BIT 2: This is set when LY==LYC same is Bit 6. This doesnt request an interupt. Whats the point in having bit 6 when bit 2 is the same?

BIT 1-0: Set for the current mode of the LCD. I dont know how to determine this.


One other thing. As Bit3-6 is all interupts can more than 1 be set at the same time?
Thanks for any help.

 

[Exophase]

yeah thats all that register does. Dunno why it is called a divider though. One of its purposes is to supply a seed for a random number generator. As I found out the hardway with tetris, if you dont implement this then you always get given the block. Which makes the game a bit easy.

It's called a divider because the clock is divided off of the main (4MHz) clock, by 256 to be exact. The timer is divided off the main clock too, but by a configurable amount.

One of the parts of the gameboy system I dont understand fully is the LCD Status register. I honestly dont think it is this that is causing the low compat problems im having but I still want to get it right.

This is how I understand it, I'll take each bit of the register at a time:

BIT 6: LYC=LY Coincidence Interrupt: This bit gets set when LYC == LY. When this bit is set it also sets the BIT 1 in the Interupt Request address (0xFF0F) which signals that an LCD interupt is required. When does this Bit 6 get reset?

BIT 5: OAM Interupt. This is set whenever the mode is set to 2. This also requests an interupt. When does it get reset?

BIT 4: V-Blank interupt. This is set during the entire V-Blank period. The thing I dont understand about this is that there is a seperate interupt for V-Blank so why would the CPU service the V-Blank interupt and then service the LCD interupt for V-Blank? They're the same thing.

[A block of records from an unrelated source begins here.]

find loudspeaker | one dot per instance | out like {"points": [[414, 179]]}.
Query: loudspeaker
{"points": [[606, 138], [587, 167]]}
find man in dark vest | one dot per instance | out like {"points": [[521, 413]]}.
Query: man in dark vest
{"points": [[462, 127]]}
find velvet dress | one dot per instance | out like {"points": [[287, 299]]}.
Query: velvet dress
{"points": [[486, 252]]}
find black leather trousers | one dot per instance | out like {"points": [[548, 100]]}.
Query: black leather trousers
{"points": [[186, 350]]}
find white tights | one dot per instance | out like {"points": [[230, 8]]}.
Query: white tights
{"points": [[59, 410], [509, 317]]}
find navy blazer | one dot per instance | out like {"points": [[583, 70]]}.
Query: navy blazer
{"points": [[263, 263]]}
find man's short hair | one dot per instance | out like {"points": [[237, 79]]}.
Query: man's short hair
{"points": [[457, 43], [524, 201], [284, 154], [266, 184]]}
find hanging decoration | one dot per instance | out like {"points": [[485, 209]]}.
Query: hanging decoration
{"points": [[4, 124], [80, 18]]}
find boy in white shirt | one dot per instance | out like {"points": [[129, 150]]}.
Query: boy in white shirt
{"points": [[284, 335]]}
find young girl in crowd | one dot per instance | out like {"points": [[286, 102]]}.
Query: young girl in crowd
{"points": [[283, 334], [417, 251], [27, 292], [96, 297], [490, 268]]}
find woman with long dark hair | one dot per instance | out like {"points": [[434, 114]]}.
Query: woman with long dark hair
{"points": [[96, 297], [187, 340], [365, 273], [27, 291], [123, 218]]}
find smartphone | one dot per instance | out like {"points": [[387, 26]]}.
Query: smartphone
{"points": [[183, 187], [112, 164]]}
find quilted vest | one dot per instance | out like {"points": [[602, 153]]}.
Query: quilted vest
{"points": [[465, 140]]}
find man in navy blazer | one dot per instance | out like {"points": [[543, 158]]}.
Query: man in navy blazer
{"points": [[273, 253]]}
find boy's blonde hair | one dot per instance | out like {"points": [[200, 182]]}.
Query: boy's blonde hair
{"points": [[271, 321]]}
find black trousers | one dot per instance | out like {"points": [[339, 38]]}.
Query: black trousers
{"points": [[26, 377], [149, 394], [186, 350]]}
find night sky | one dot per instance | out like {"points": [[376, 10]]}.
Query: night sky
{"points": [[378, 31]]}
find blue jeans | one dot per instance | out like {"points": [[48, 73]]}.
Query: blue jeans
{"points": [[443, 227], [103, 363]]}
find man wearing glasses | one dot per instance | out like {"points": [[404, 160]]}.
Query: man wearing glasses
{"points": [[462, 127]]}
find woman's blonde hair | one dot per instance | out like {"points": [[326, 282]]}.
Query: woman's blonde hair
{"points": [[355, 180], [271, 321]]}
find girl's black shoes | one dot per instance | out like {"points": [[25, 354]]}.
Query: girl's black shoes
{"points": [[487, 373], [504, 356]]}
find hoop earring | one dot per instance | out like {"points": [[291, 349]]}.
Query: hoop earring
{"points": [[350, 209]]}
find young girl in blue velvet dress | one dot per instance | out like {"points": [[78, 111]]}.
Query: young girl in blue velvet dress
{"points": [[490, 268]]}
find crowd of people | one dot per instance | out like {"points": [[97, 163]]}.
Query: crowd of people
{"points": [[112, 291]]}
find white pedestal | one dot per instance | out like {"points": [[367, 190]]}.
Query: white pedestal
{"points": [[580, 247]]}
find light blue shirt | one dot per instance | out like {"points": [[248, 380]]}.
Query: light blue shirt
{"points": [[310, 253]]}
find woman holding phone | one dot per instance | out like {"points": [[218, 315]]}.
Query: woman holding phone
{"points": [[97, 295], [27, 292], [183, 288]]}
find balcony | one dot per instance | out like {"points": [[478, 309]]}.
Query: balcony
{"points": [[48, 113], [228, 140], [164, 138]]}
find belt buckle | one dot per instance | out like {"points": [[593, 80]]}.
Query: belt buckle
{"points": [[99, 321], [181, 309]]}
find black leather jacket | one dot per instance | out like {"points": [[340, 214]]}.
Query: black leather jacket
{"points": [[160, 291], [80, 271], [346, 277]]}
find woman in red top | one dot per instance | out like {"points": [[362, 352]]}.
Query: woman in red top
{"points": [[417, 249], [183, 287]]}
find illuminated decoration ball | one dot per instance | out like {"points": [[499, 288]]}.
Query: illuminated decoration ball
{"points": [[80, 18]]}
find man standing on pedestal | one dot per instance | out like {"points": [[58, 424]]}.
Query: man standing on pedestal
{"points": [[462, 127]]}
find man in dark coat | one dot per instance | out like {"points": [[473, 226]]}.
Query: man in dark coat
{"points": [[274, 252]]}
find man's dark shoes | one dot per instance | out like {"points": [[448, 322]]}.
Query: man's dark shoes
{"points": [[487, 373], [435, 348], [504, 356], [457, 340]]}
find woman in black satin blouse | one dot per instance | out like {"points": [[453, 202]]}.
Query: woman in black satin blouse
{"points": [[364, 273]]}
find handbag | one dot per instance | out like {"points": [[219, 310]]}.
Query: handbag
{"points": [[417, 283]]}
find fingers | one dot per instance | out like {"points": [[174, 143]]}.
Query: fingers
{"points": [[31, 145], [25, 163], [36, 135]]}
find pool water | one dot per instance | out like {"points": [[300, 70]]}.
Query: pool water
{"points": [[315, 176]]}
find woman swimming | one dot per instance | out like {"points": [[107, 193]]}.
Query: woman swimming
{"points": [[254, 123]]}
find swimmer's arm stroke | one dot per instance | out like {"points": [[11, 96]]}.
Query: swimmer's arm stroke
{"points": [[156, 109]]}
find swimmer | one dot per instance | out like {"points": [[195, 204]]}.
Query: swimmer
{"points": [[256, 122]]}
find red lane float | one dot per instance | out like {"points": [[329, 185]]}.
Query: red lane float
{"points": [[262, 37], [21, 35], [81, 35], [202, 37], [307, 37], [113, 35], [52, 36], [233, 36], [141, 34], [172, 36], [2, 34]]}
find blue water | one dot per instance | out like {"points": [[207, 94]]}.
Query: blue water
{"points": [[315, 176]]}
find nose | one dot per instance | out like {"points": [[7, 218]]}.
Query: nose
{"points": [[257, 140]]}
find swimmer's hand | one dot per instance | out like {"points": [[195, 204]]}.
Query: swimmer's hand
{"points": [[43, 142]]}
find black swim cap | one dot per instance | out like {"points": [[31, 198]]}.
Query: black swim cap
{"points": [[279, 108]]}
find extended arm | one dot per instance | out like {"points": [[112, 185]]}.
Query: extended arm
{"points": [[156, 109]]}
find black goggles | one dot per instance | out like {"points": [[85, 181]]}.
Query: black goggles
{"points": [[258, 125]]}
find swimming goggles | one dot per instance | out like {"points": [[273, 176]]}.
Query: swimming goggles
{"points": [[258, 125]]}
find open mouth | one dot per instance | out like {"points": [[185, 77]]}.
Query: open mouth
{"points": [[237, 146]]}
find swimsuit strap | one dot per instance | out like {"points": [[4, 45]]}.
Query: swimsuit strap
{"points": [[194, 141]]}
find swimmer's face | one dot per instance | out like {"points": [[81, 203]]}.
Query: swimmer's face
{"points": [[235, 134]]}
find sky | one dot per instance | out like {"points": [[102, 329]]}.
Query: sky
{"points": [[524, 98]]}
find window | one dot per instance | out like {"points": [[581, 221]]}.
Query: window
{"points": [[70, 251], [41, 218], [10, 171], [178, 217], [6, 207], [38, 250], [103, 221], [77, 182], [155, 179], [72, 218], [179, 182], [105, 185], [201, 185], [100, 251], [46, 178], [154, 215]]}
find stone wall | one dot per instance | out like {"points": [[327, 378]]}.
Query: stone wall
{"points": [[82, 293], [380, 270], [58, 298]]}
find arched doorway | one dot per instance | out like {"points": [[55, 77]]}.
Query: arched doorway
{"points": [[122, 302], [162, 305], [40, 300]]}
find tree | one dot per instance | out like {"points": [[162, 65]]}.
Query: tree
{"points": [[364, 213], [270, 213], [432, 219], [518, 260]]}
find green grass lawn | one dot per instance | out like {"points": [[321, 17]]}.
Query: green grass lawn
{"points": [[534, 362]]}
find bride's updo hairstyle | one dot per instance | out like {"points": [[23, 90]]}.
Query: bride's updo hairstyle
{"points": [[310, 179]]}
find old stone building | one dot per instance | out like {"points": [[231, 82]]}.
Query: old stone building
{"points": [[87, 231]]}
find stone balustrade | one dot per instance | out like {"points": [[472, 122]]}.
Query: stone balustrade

BIT 3: H-Blank Interupt. This is set for the duration of H-Blank. Thing is is that there isnt a H-Blank interupt. Or does it mean request an LCD interupt and make sure BIT 3 is set?

Bits 3-6 are all interrupt enable bits. When they're on it means the LCDC IRQ, that is, the IRQ triggered in bit 1 in IF and serviced at 0x48, goes off whenever these events happen. One thing that was actually really unclear to me until I looked at the source for another GB emulator... the vblank IRQ (bit 0, serviced at 0x40) always goes off when vblank triggers when LY == 144. If bit 4 is on that means that the LCDC IRQ goes off too.

The way all exceptions work is that the IF bit that was raised is cleared as soon as the exception is raised. If for whatever reason the exception can't be raised, that is, if that interrupt is disabled (either globally through the di instruction or by the IME register) then the bit will stay 1 until it can be. Or until the user clears it manually. The CPU can tell what exception was raised by virtue of what exception handler was called. In the case of LCDC it has to look at the video mode bits because they all go to the same handler.

BIT 2: This is set when LY==LYC same is Bit 6. This doesnt request an interupt. Whats the point in having bit 6 when bit 2 is the same?

This isn't an interrupt enable bit, it's an actual status bit that's only on for the scanlines where LY == LYC.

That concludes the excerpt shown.